1. Starting a Session

  1. Generate a session token configured for LITE mode on your backend
  2. Start the session using that token
  3. The avatar streams into the specified WebRTC room after initialization
Your backend should manage both token generation and session start. Pass the WebRTC credentials to your frontend.

2. Managing the Session

LITE Mode provides a WebSocket connection for controlling the avatar.
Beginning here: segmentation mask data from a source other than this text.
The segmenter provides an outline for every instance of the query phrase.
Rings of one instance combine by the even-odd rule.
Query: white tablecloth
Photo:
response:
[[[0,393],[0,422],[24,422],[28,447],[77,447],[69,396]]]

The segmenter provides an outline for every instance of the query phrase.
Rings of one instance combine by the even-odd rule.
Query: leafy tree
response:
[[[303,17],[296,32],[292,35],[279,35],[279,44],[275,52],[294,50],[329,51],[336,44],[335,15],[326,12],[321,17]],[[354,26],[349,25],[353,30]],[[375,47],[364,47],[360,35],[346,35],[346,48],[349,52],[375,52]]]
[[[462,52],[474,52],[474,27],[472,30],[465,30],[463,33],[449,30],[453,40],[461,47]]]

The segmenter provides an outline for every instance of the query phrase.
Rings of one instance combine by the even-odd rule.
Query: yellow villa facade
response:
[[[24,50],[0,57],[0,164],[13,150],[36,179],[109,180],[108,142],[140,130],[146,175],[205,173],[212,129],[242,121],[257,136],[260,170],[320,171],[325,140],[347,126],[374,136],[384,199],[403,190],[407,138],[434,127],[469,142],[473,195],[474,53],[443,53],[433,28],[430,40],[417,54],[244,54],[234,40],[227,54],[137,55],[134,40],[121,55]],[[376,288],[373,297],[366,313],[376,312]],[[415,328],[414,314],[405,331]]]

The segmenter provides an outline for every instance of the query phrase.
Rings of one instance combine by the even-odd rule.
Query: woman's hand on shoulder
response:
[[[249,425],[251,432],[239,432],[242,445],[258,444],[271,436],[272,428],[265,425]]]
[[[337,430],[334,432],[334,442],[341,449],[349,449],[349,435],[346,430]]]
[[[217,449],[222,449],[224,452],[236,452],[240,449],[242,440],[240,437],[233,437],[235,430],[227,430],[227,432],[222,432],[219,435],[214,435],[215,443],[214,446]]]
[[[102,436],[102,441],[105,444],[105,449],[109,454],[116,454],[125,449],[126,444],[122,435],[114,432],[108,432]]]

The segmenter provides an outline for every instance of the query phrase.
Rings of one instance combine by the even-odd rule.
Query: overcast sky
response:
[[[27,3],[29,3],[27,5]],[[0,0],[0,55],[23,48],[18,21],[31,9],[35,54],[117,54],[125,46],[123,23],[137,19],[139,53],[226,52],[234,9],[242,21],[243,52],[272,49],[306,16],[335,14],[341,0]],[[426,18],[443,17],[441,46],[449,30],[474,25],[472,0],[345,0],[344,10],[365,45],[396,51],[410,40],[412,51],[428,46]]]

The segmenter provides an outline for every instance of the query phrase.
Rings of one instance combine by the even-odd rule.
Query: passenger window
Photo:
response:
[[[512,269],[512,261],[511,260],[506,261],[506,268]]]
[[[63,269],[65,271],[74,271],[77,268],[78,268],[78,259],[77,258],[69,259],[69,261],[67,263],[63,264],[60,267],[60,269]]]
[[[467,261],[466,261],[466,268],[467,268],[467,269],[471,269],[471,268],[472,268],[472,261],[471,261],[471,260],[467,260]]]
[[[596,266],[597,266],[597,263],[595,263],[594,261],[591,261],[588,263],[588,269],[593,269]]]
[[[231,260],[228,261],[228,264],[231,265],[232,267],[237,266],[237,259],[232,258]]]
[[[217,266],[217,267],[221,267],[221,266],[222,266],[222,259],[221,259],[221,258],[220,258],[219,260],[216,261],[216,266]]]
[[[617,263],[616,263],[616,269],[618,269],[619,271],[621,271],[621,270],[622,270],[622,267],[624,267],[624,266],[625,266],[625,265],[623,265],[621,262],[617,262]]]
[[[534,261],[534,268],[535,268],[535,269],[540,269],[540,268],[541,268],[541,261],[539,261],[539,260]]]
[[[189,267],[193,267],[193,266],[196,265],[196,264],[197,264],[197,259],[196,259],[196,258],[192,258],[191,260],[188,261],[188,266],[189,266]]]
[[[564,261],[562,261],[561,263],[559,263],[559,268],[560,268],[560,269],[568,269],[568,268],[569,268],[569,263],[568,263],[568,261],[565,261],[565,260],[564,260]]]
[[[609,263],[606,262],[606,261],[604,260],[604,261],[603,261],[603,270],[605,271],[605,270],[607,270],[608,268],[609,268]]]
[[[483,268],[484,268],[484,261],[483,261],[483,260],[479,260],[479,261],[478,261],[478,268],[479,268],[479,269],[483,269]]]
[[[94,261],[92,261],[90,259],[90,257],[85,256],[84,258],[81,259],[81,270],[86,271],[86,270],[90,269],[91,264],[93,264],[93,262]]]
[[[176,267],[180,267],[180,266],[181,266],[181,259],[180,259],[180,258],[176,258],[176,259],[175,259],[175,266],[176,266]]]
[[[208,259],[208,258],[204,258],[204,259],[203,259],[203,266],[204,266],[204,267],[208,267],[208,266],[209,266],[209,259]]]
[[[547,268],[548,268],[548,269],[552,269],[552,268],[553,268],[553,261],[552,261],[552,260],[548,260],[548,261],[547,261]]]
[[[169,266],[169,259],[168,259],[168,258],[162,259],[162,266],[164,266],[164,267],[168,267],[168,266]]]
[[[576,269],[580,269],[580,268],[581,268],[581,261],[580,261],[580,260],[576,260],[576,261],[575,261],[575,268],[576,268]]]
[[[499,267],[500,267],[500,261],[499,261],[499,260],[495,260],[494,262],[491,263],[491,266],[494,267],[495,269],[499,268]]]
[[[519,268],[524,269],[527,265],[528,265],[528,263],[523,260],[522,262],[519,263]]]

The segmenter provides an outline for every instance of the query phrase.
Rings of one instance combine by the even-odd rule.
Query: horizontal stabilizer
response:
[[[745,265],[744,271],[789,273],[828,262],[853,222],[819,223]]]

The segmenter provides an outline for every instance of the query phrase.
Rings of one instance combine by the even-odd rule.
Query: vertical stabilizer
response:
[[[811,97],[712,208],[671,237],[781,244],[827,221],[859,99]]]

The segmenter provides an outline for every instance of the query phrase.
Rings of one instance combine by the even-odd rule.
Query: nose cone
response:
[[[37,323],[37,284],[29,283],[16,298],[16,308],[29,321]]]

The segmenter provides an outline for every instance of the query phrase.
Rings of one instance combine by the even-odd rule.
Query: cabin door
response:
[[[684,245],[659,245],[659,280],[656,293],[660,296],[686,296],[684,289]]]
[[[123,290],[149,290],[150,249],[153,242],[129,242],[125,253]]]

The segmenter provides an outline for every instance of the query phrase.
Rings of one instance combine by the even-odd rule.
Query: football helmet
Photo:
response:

The typical flow:
  1. User speaks — audio is sent to the room
  2. Your agent processes — your STT/LLM/TTS pipeline handles the input
  3. Agent constructs response audio — your TTS generates the speech
  4. Agent streams audio via WebSocket — send audio chunks to LiveAvatar
  5. LiveAvatar renders video — avatar video frames are sent to the room
Your “agent” can be anything from a simple backend service to a complex multi-model pipeline.

WebSocket commands

Through the WebSocket, you can:
  • Command the avatar to speak (by sending audio)
  • Interrupt avatar responses
  • Modify avatar poses (listening, idle)
  • Keep sessions alive

3. Ending the Session

When a session ends:
  1. The avatar is removed from the LiveKit room
  2. The room is torn down (if created by LiveAvatar)
  3. The WebSocket connection closes
You are responsible for cleaning up your own WebSocket resources and LiveKit data.
Ensure the session token is explicitly set to "LITE" mode. The token configuration determines which mode initializes.